Un géant du Séminaire : le moulin du Crochet

par Sophie Ouimet


Les moulins étaient centraux dans la vie d'autrefois. Après tout, il fallait bien moudre son grain. Sur l'île Jésus, le plus célèbre reste certainement celui du Crochet, qui était situé au bord de la rivière des Prairies (actuel secteur de Laval-des-Rapides). Au début du XIXe siècle, d'importants travaux de construction y sont d'ailleurs entrepris.


C'est le notaire Joseph Papineau qui surveille le chantier. Nous en avons un suivi dans une  lettre qu'il adresse à Antoine-Bernardin Robert en juillet 1806 : « J'ai à vous annoncer que Maître Daveluy est rendu au moulin du Crochet avec quinze maçons et le chantier va grand train… ». C'est en 1807 que la nouvelle meunerie est prête à fonctionner.


Avec ses 100 pieds sur 50 et ses deux étages et demi, jamais le Séminaire n'aurait fait construire plus gros moulin. Il arbore un toit rouge avec deux cheminées et contient deux logements : le premier pour le meunier, le second pour le procureur. Ce dernier comprend une chambre, un oratoire et un cabinet de travail. (Le moulin du Crochet sert d'ailleurs de manoir jusqu'en 1832, moment où des rénovations rendent impossible la conservation des  logements.) On évalue que de 1804 à 1808, les coûts reliés à sa construction s'élèvent à 165938 livres ancien cours.

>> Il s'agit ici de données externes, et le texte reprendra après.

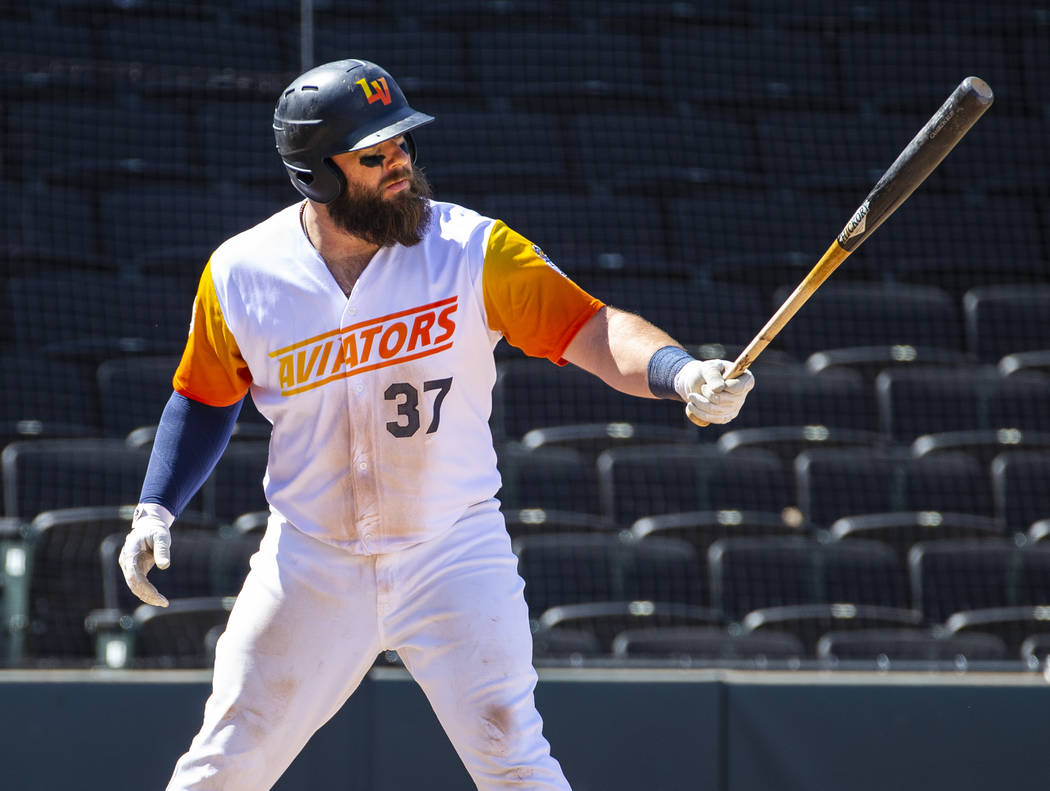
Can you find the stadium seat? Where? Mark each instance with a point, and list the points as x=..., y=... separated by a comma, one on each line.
x=849, y=314
x=700, y=528
x=951, y=577
x=424, y=63
x=870, y=360
x=164, y=45
x=137, y=221
x=771, y=270
x=1035, y=651
x=983, y=268
x=1026, y=362
x=665, y=479
x=548, y=478
x=580, y=231
x=1034, y=64
x=60, y=230
x=560, y=646
x=854, y=150
x=250, y=123
x=983, y=444
x=753, y=67
x=840, y=482
x=707, y=644
x=37, y=42
x=885, y=647
x=62, y=580
x=902, y=529
x=737, y=222
x=133, y=391
x=629, y=151
x=174, y=637
x=941, y=59
x=534, y=394
x=484, y=151
x=933, y=225
x=574, y=64
x=1005, y=319
x=825, y=16
x=811, y=622
x=914, y=401
x=541, y=522
x=575, y=568
x=1019, y=480
x=836, y=399
x=474, y=15
x=58, y=139
x=47, y=474
x=103, y=314
x=690, y=311
x=606, y=620
x=751, y=574
x=952, y=481
x=46, y=398
x=984, y=161
x=789, y=441
x=592, y=439
x=1012, y=625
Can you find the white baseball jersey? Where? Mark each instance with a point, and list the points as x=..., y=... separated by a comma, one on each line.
x=380, y=401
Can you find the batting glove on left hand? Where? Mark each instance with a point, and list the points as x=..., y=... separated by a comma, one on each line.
x=708, y=396
x=146, y=545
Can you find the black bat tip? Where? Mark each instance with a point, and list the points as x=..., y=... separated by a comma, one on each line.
x=980, y=89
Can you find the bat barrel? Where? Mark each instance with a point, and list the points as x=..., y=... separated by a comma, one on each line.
x=919, y=159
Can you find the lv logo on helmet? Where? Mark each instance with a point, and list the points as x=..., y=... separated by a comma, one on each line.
x=377, y=92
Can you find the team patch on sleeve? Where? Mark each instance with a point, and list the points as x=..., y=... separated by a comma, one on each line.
x=529, y=299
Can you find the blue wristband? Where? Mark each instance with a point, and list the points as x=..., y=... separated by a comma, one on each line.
x=664, y=366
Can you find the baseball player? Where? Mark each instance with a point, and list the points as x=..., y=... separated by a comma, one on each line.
x=362, y=320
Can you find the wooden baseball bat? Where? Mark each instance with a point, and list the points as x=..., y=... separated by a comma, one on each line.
x=912, y=166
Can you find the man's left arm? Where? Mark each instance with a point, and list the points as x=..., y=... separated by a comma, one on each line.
x=634, y=356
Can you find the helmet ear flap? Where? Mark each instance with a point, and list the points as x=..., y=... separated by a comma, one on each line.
x=331, y=182
x=410, y=146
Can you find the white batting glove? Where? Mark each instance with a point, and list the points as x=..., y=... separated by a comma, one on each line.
x=146, y=545
x=708, y=396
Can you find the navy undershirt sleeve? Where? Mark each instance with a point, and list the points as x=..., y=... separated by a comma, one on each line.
x=190, y=439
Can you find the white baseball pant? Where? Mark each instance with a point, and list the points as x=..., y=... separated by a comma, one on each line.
x=312, y=619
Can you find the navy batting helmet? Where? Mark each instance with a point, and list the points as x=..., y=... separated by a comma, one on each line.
x=340, y=106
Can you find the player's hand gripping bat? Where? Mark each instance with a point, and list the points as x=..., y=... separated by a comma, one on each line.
x=924, y=152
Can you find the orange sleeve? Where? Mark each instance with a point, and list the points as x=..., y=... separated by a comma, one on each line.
x=529, y=299
x=212, y=370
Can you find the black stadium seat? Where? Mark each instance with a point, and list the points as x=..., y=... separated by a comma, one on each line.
x=643, y=481
x=580, y=231
x=1005, y=319
x=607, y=620
x=847, y=314
x=752, y=574
x=576, y=568
x=1020, y=485
x=49, y=474
x=950, y=577
x=811, y=623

Ces coûts élevés, Joseph Papineau a son idée pour les rentabiliser. Il projette utiliser  activement le moulin du Crochet à des fins commerciales et non pas seulement pour les usages censitaires. En novembre 1807, il écrit : « Je considère toujours que les habitants seuls n'entretiendront pas le moulin, il faut de l'industrie pour acheter des bleds pour le compte  des boulangers. » L'un des premiers meuniers en charge de l'entreprise est un dénommé Joseph Fortin. Il serait entré en poste dès le 26 novembre 1807.

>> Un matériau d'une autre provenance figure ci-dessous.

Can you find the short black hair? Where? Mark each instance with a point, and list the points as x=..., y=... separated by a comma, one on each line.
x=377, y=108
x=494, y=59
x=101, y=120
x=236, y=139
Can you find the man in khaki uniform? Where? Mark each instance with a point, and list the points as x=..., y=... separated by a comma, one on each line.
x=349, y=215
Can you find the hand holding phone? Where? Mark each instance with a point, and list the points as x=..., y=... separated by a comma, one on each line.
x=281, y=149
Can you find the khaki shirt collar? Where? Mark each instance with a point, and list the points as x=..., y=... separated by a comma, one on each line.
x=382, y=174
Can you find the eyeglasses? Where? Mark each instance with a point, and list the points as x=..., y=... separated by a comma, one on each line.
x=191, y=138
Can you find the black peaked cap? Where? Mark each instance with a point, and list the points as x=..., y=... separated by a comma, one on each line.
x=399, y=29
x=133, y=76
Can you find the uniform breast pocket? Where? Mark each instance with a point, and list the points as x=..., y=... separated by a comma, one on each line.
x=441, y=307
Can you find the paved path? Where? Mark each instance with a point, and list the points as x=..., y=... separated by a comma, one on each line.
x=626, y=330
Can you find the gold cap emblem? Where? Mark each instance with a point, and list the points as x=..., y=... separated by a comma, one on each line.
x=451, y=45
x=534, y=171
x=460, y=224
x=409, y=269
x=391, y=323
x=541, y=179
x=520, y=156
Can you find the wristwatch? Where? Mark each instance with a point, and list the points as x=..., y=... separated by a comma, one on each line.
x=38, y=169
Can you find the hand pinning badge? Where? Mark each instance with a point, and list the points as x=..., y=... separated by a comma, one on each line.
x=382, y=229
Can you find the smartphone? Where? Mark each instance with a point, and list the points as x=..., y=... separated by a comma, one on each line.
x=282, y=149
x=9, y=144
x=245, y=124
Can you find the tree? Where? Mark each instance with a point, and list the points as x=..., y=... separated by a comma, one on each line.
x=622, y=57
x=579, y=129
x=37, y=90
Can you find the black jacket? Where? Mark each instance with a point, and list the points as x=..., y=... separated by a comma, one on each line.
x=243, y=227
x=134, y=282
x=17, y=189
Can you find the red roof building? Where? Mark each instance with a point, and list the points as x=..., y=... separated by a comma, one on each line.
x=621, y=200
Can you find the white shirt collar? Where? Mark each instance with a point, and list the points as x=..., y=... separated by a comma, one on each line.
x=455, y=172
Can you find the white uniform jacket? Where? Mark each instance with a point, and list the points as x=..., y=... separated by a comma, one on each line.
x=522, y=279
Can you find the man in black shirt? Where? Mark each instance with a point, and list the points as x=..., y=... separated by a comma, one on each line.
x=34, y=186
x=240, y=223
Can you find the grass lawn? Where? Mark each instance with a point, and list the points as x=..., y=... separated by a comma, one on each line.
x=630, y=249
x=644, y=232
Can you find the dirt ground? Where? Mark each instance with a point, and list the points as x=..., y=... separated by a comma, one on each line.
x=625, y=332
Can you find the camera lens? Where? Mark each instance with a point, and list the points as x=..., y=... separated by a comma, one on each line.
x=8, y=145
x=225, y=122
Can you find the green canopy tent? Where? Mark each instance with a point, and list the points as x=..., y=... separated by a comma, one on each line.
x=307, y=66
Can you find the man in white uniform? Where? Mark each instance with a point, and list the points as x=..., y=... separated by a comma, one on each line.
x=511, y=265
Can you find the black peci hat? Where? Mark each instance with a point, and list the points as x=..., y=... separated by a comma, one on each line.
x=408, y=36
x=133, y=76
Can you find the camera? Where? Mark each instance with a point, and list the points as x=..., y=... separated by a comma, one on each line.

Le moulin du Crochet connaît les mêmes embûches que les autres moulins. Notamment, il doit composer avec la concurrence, pensons par exemple à ses voisins de Terrebonne et de Lachenaie. C'est pourquoi un moulin à scie en pierre, pouvant fonctionner indépendamment du moulin à farine, est un jour mis en place. Cette nouvelle installation permet la diversification des activités du domaine.


Le moulin du Crochet connaît des années très prospères, mais vers 1860, les choses se gâtent. D'ailleurs, dans un témoignage daté de 1858, un certain Antoine Lassonde affirme n'acheter sa farine du moulin du Crochet que si son coût est moindre qu'ailleurs. La situation ne s'améliore guère par la suite. Entre autres, des problèmes mécaniques minent son fonctionnement qui tombe en désuétude. 

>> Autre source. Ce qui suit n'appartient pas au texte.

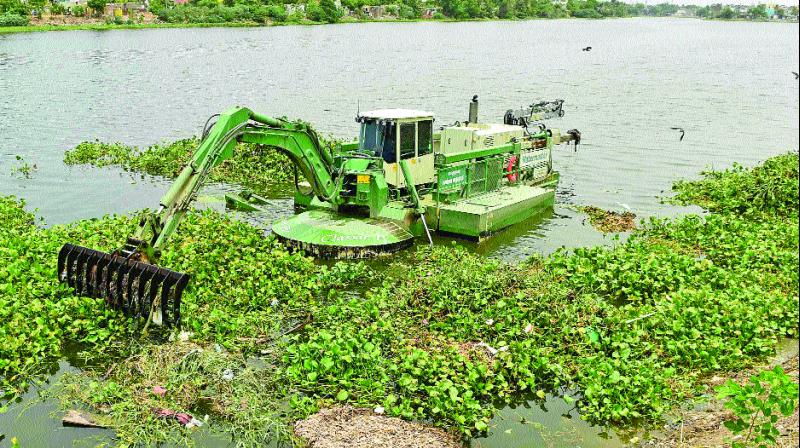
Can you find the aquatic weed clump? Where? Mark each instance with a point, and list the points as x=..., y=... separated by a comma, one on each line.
x=631, y=330
x=257, y=168
x=245, y=288
x=770, y=188
x=38, y=314
x=227, y=392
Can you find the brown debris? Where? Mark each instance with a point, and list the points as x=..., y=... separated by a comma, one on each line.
x=608, y=221
x=705, y=427
x=349, y=427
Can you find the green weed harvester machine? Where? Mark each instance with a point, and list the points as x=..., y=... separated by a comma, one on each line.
x=400, y=180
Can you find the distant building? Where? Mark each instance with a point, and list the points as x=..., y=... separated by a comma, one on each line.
x=374, y=12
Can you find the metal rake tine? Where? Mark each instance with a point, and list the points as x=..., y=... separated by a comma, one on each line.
x=80, y=270
x=166, y=288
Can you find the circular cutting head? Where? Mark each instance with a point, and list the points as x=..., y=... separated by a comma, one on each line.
x=327, y=234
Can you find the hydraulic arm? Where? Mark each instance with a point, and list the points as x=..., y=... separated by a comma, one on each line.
x=127, y=278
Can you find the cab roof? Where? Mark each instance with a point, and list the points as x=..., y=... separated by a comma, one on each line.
x=396, y=114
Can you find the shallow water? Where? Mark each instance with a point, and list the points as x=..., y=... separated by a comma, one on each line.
x=729, y=85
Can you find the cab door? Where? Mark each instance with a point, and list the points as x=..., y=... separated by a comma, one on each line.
x=415, y=144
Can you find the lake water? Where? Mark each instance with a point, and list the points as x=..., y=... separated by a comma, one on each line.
x=729, y=85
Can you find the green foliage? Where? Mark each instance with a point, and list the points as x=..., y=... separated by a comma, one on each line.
x=757, y=406
x=97, y=6
x=14, y=19
x=37, y=314
x=771, y=188
x=57, y=8
x=628, y=331
x=15, y=8
x=257, y=168
x=245, y=405
x=330, y=13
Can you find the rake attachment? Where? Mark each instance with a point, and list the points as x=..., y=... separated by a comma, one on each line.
x=135, y=287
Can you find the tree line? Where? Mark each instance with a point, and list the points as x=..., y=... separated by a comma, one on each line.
x=16, y=12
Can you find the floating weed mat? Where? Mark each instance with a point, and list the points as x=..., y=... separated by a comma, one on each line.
x=257, y=168
x=245, y=290
x=226, y=392
x=608, y=221
x=633, y=330
x=348, y=427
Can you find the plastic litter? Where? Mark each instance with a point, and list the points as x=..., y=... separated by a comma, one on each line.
x=182, y=417
x=159, y=391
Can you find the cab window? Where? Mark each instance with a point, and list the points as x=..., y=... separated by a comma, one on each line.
x=388, y=142
x=407, y=140
x=424, y=137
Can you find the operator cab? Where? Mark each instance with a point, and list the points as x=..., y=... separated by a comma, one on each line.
x=399, y=134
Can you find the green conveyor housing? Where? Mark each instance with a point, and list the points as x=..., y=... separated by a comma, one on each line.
x=484, y=214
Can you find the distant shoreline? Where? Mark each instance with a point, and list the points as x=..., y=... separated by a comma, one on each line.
x=138, y=26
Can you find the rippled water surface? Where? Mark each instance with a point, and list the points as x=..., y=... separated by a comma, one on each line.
x=729, y=85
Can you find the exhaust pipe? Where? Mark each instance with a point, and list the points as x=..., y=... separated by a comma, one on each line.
x=473, y=110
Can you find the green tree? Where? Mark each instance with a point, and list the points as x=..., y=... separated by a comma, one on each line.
x=330, y=13
x=97, y=6
x=415, y=6
x=13, y=7
x=727, y=13
x=758, y=12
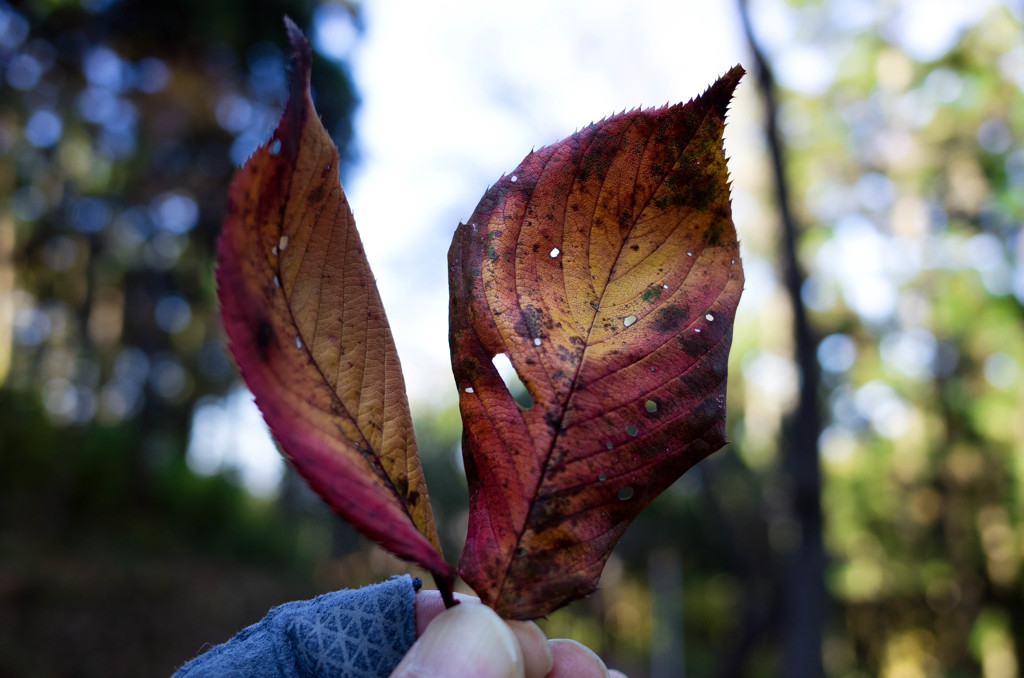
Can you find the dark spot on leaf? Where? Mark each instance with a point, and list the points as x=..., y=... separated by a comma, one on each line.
x=651, y=293
x=263, y=336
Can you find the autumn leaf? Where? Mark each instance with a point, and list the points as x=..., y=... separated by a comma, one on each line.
x=606, y=267
x=308, y=332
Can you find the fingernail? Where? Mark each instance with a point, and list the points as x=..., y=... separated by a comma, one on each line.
x=467, y=640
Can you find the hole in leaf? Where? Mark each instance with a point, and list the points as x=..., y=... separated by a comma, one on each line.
x=512, y=381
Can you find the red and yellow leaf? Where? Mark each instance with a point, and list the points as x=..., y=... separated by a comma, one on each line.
x=308, y=332
x=606, y=266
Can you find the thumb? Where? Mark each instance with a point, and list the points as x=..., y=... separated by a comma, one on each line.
x=466, y=640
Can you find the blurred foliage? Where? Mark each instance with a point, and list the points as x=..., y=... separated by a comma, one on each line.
x=120, y=125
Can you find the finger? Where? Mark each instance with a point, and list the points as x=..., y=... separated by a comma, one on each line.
x=537, y=658
x=466, y=640
x=429, y=605
x=572, y=660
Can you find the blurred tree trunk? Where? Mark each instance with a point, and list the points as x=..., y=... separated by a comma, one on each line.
x=6, y=293
x=803, y=578
x=668, y=647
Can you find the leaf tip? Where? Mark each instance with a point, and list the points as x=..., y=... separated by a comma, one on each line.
x=299, y=70
x=720, y=93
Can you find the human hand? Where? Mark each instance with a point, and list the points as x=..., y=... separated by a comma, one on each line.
x=471, y=640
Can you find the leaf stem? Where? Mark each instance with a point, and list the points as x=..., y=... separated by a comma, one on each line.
x=445, y=586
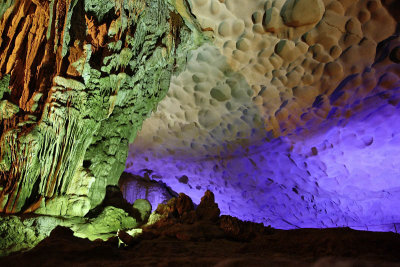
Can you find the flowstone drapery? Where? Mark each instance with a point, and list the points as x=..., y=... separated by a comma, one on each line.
x=77, y=79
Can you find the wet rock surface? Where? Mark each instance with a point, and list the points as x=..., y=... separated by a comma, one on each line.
x=183, y=239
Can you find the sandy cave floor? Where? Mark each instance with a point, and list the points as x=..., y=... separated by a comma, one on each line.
x=302, y=247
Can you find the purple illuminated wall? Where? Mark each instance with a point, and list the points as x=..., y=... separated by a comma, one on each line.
x=344, y=171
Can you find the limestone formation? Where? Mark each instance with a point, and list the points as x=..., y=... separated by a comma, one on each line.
x=274, y=112
x=77, y=79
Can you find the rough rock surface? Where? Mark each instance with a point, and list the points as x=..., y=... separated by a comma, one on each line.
x=77, y=79
x=271, y=116
x=181, y=240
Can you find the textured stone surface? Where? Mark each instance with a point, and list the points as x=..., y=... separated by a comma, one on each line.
x=294, y=126
x=77, y=80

En 1890, le Séminaire de Québec vend sa propriété au meunier François Lavoie qui le revend cinq ans plus tard aux Religieuses de Notre-Dame de Charité du Bon-Pasteur. Le moulin du  Crochet est finalement détruit en 1930 suite à la construction d'un barrage par la Montreal Light Heat and Power Company en 1929. Ce barrage engendrait d'importantes inondations chaque année.